I also read a great article by one of my former colleagues Kath Walters about a successful stockbroker’s long battle with anxiety and depression. He spoke honestly about how his illness very nearly derailed his marriage and his career and does so, not under a pseudonym, but under his actual name. Mental illness is fraught enough without there being any expectation on any individual to publicly say “Hey, for the record, I’ve been dealing with some pretty serious demons over here”. But when people choose to – whether it’s to their own family and friends or the broader community - I think it’s incredibly brave and unbelievably useful in slowly, case by case, person by person, dismantling the stigma that still shadows mental illness.

The last item on my recommended reading list relates to the senseless and tragic shooting at the Colorado cinema in the United States. There are two words that immediately spring to mind but the chance of them becoming relevant is depressingly doubtful. Gun. Control. Jason Alexander, aka George Constanza from Seinfeld of all people, wrote a pretty terrific piece on why it’s needed. He also pretty comprehensively covers the reason it’s unlikely.

Happy reading!
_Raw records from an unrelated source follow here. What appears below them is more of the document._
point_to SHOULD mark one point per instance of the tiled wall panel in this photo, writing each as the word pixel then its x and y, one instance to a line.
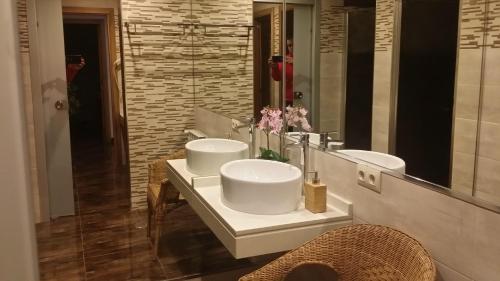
pixel 462 238
pixel 223 64
pixel 170 68
pixel 384 26
pixel 332 45
pixel 477 102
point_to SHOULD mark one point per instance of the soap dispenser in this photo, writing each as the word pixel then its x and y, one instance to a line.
pixel 315 195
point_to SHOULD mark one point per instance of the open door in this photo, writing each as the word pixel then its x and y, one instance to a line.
pixel 52 73
pixel 302 45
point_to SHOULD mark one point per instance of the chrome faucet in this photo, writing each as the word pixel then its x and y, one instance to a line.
pixel 250 124
pixel 325 140
pixel 303 142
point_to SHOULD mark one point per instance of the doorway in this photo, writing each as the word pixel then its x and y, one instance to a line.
pixel 426 88
pixel 97 134
pixel 85 92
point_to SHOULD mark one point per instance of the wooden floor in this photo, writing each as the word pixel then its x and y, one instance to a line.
pixel 107 241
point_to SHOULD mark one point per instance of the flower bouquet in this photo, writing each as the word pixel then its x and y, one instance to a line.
pixel 271 122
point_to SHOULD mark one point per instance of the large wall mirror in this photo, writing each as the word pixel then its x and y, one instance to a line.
pixel 414 79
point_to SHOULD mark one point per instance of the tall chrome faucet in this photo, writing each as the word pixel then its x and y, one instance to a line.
pixel 250 124
pixel 303 143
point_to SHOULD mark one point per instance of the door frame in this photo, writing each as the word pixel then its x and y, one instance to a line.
pixel 109 22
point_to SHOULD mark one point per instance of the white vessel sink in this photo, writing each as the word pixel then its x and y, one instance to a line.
pixel 387 161
pixel 261 187
pixel 204 157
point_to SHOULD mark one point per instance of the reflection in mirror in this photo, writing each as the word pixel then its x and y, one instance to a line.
pixel 428 44
pixel 410 78
pixel 347 30
pixel 267 20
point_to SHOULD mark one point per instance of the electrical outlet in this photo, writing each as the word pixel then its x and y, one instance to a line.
pixel 369 177
pixel 235 123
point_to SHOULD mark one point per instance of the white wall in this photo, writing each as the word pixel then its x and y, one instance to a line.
pixel 462 238
pixel 18 258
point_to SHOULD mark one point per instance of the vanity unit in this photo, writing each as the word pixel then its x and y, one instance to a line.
pixel 246 234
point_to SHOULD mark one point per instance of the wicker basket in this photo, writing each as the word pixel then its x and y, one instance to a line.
pixel 357 252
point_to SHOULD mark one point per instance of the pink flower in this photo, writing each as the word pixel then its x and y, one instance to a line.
pixel 271 121
pixel 296 116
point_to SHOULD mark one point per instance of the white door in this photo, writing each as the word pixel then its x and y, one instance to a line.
pixel 55 106
pixel 302 56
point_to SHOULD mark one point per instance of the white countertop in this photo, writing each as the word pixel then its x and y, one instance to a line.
pixel 208 189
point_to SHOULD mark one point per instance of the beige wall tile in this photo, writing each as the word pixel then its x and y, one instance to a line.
pixel 469 66
pixel 461 237
pixel 491 66
pixel 380 129
pixel 488 137
pixel 467 101
pixel 464 135
pixel 463 170
pixel 491 103
pixel 488 180
pixel 486 245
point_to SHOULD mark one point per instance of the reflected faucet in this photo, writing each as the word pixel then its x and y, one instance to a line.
pixel 250 124
pixel 303 142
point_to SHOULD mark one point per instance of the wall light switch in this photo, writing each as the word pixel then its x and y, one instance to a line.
pixel 369 177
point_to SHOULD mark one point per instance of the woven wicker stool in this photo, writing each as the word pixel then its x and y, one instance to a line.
pixel 161 194
pixel 358 253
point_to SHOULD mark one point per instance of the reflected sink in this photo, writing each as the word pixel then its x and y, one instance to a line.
pixel 387 161
pixel 204 157
pixel 261 187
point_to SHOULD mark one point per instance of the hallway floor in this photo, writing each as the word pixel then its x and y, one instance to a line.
pixel 107 241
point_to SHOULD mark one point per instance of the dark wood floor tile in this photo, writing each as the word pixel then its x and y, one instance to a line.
pixel 106 219
pixel 136 263
pixel 112 239
pixel 60 227
pixel 98 205
pixel 64 269
pixel 60 247
pixel 188 249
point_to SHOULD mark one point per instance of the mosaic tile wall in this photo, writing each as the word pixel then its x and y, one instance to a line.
pixel 332 41
pixel 223 57
pixel 477 102
pixel 384 25
pixel 170 68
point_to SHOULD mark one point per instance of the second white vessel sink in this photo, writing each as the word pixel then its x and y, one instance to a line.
pixel 387 161
pixel 204 157
pixel 261 187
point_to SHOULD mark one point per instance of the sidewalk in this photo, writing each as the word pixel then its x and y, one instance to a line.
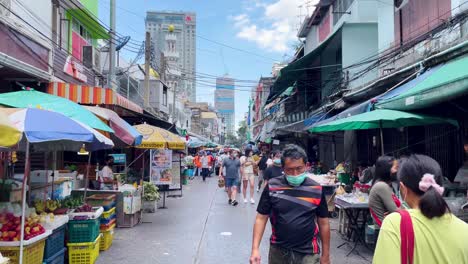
pixel 201 228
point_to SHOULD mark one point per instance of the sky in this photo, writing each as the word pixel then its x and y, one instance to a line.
pixel 264 31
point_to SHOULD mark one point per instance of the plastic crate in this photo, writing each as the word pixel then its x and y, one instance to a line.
pixel 128 220
pixel 107 238
pixel 83 231
pixel 109 206
pixel 106 227
pixel 58 258
pixel 104 200
pixel 55 242
pixel 83 253
pixel 108 214
pixel 32 254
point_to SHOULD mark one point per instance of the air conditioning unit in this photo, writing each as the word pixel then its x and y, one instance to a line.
pixel 5 8
pixel 91 58
pixel 400 4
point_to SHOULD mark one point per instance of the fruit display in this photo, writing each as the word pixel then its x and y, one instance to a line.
pixel 11 227
pixel 86 208
pixel 71 202
pixel 48 206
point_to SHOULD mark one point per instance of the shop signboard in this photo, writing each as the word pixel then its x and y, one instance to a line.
pixel 119 158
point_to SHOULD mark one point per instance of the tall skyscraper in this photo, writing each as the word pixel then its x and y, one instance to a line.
pixel 173 34
pixel 225 102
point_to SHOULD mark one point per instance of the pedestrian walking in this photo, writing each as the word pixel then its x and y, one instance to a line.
pixel 197 163
pixel 248 176
pixel 231 165
pixel 298 213
pixel 382 198
pixel 262 165
pixel 428 232
pixel 205 165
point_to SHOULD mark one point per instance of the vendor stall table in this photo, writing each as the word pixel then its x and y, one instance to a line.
pixel 357 213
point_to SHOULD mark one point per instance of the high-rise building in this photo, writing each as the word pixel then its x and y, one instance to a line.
pixel 173 34
pixel 225 102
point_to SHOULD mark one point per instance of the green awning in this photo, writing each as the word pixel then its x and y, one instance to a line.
pixel 90 22
pixel 380 119
pixel 447 83
pixel 291 73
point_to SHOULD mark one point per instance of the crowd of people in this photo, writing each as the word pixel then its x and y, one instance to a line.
pixel 418 227
pixel 415 224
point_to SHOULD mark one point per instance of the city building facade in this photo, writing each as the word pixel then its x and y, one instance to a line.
pixel 174 34
pixel 225 102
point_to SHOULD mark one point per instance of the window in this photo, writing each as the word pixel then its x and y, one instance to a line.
pixel 340 8
pixel 165 96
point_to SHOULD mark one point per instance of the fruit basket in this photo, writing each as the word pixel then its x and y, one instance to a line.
pixel 33 253
pixel 104 200
pixel 83 231
pixel 107 238
pixel 95 213
pixel 55 242
pixel 58 258
pixel 83 253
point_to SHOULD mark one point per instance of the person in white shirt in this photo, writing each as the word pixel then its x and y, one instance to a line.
pixel 106 175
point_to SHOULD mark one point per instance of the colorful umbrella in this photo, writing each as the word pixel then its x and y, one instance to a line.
pixel 123 130
pixel 32 98
pixel 58 133
pixel 155 137
pixel 9 135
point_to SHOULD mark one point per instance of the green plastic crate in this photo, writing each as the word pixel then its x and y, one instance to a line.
pixel 83 231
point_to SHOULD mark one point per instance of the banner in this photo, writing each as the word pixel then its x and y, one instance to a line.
pixel 161 167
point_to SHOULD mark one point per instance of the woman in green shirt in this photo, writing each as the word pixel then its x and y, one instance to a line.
pixel 439 236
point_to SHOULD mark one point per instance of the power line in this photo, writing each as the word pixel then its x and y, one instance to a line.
pixel 212 41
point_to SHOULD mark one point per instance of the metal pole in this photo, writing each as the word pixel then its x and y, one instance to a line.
pixel 128 85
pixel 147 70
pixel 381 139
pixel 111 77
pixel 87 176
pixel 27 171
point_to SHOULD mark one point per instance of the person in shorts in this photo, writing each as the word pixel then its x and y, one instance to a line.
pixel 231 165
pixel 248 175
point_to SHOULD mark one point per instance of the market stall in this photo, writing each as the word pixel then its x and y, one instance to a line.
pixel 165 162
pixel 26 236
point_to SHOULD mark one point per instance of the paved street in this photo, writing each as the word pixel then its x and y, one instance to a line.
pixel 201 228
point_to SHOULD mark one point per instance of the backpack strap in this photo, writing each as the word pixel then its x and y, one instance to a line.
pixel 407 237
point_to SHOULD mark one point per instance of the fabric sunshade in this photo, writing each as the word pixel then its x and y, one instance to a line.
pixel 447 82
pixel 9 135
pixel 32 98
pixel 123 130
pixel 380 119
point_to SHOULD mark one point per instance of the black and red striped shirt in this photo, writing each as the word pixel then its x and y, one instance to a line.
pixel 293 212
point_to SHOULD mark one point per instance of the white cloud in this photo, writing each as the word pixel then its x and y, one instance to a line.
pixel 276 26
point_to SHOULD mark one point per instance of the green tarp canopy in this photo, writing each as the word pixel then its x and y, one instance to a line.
pixel 380 119
pixel 32 98
pixel 293 72
pixel 447 83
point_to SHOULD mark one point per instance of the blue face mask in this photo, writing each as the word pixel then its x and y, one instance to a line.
pixel 296 180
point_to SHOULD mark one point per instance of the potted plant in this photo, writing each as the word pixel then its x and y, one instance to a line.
pixel 150 197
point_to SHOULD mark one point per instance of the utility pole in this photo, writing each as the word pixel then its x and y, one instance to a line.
pixel 147 71
pixel 111 77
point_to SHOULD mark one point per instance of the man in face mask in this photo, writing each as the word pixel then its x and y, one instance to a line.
pixel 298 211
pixel 275 170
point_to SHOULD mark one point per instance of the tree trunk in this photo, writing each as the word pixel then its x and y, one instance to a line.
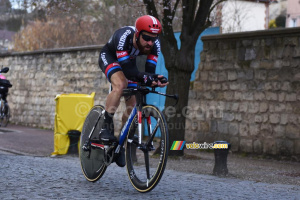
pixel 179 82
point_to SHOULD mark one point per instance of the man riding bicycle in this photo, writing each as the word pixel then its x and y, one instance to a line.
pixel 118 61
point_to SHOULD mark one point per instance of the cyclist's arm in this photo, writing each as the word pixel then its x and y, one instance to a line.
pixel 132 72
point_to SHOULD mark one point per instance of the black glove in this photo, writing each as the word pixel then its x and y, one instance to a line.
pixel 148 79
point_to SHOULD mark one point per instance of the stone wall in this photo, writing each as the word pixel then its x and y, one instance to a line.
pixel 39 76
pixel 247 92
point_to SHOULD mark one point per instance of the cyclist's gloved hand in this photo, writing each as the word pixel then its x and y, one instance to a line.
pixel 148 79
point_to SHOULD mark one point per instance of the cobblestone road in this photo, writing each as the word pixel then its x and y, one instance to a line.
pixel 28 177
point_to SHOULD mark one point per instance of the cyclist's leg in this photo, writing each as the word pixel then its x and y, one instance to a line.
pixel 118 82
pixel 130 103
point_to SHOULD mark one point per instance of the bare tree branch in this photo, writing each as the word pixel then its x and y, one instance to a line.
pixel 175 8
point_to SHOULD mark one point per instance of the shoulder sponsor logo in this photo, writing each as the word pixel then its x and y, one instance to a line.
pixel 123 39
pixel 154 30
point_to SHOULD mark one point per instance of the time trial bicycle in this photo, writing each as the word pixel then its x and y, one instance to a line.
pixel 144 135
pixel 4 107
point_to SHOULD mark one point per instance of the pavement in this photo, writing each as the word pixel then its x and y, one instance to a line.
pixel 28 141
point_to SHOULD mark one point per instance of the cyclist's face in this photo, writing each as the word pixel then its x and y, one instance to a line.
pixel 146 42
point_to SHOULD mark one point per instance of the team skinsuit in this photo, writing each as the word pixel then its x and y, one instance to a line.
pixel 119 54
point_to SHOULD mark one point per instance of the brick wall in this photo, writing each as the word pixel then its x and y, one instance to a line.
pixel 247 92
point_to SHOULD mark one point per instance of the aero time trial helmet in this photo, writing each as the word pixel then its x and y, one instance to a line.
pixel 147 23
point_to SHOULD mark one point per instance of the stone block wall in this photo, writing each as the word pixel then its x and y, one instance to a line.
pixel 39 76
pixel 247 92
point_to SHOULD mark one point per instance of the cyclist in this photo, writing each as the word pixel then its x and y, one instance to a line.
pixel 118 61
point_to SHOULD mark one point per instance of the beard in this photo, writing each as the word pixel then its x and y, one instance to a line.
pixel 143 49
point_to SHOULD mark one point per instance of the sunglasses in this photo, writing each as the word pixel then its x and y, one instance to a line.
pixel 148 38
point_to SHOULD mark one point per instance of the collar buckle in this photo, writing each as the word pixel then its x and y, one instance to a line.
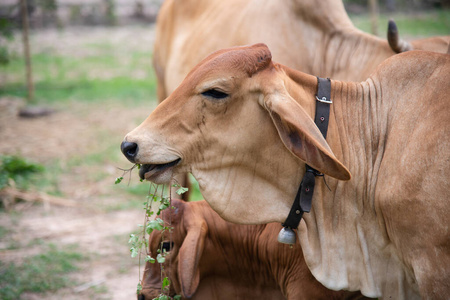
pixel 324 100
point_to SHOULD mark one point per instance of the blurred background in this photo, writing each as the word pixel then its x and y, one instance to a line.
pixel 75 77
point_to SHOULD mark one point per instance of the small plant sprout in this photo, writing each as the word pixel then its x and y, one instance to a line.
pixel 126 171
pixel 139 242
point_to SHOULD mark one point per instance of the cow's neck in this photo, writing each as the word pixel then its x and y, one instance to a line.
pixel 349 54
pixel 343 217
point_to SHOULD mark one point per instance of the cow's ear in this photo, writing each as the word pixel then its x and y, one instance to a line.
pixel 302 137
pixel 189 257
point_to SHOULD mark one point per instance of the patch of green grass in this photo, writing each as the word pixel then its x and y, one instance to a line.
pixel 3 232
pixel 60 78
pixel 38 274
pixel 18 170
pixel 412 25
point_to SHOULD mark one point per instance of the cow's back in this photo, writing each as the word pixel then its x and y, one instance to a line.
pixel 413 187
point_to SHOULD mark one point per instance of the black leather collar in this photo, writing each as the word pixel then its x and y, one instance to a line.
pixel 303 199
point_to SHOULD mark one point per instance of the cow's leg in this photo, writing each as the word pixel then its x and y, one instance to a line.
pixel 432 271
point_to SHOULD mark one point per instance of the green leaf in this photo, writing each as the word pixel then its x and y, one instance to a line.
pixel 182 190
pixel 150 259
pixel 134 252
pixel 139 288
pixel 166 282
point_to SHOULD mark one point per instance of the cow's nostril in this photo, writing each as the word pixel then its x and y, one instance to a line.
pixel 130 150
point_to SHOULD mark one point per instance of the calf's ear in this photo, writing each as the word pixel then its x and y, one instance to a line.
pixel 189 258
pixel 301 136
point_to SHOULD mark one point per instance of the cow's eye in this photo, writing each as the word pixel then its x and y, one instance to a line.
pixel 167 246
pixel 212 93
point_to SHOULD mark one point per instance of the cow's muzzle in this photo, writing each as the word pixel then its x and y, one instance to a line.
pixel 130 150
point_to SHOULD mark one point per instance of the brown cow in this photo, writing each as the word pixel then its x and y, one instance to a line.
pixel 316 37
pixel 214 259
pixel 243 126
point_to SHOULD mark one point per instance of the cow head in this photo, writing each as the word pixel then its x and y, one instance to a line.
pixel 234 124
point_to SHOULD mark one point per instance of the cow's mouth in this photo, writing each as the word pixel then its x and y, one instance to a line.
pixel 151 170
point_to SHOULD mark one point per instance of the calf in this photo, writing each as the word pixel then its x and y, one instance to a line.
pixel 214 259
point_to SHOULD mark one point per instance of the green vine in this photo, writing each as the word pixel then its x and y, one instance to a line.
pixel 139 243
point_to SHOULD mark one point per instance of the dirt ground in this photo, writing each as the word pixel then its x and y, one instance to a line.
pixel 99 232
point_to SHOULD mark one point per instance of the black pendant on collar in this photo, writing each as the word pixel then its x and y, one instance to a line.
pixel 303 199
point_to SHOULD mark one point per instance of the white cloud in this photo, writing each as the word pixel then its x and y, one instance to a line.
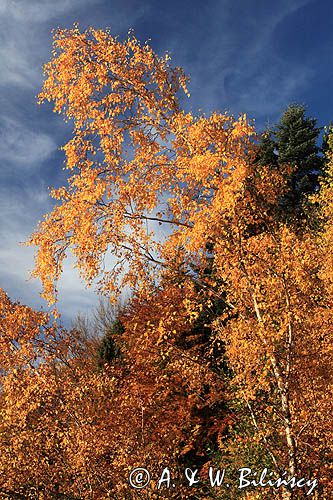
pixel 22 146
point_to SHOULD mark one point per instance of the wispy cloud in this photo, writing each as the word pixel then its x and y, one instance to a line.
pixel 22 146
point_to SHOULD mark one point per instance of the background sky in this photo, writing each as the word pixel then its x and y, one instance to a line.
pixel 253 56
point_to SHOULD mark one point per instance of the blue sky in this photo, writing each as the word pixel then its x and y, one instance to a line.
pixel 253 56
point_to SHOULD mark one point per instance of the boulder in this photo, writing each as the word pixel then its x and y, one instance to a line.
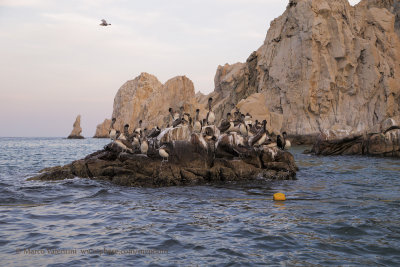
pixel 187 165
pixel 386 144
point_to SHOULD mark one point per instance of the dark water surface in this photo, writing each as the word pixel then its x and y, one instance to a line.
pixel 342 211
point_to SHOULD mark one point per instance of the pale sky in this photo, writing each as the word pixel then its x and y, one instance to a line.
pixel 57 62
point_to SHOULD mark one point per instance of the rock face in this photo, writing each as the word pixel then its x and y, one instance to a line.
pixel 76 131
pixel 187 165
pixel 385 143
pixel 102 130
pixel 146 99
pixel 323 65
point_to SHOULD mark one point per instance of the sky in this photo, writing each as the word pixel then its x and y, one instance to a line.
pixel 57 62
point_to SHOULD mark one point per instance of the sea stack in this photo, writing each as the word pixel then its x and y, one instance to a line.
pixel 76 131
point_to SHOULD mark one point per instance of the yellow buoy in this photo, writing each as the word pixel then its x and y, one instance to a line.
pixel 279 197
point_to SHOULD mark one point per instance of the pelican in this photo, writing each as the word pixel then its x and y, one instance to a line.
pixel 279 142
pixel 112 133
pixel 197 123
pixel 104 23
pixel 139 128
pixel 226 124
pixel 154 132
pixel 164 153
pixel 144 146
pixel 210 115
pixel 260 137
pixel 287 143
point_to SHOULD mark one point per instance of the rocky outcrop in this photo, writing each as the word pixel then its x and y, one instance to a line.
pixel 102 129
pixel 147 99
pixel 324 65
pixel 384 143
pixel 76 131
pixel 187 165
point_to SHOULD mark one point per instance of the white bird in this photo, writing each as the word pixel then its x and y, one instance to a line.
pixel 104 23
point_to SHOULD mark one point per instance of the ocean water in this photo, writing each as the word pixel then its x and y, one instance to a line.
pixel 340 211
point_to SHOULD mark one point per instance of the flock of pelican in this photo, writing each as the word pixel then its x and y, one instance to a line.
pixel 236 131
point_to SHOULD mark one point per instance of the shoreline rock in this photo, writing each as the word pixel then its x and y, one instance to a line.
pixel 187 165
pixel 384 142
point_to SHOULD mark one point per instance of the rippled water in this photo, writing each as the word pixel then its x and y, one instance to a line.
pixel 341 211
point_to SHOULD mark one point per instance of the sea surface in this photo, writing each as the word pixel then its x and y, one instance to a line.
pixel 342 210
What have you read that you would recommend??

2 comments:

Mother Down Under said...

Love these posts!

I found this article on Marissa Mayer's maternity leave...or lack there of...interesting.
And I must say that I related to the description of maternity leave as being a combination of madness and absolute bliss.

http://www.huffingtonpost.com/devon-corneal/maternity-leave-marissa-mayer_b_1682776.html?utm_hp_ref=fb&src=sp&comm_ref=false

I have just settled in with a glass of wine and I am going to read through the articles you have suggested!
Thanks!

Joyce said...

Once again, a perfectly timed post, as I settle in for a Saturday night in my dressing gown.

Have just trawled through your suggested reading list and find myself so much more informed on so many fascinating topics.

Particularly enjoyed the feminism debate on Mamamia. Still not sure where I stand on it, but will be giving it a lot of thought, which is the greatest thing about these posts.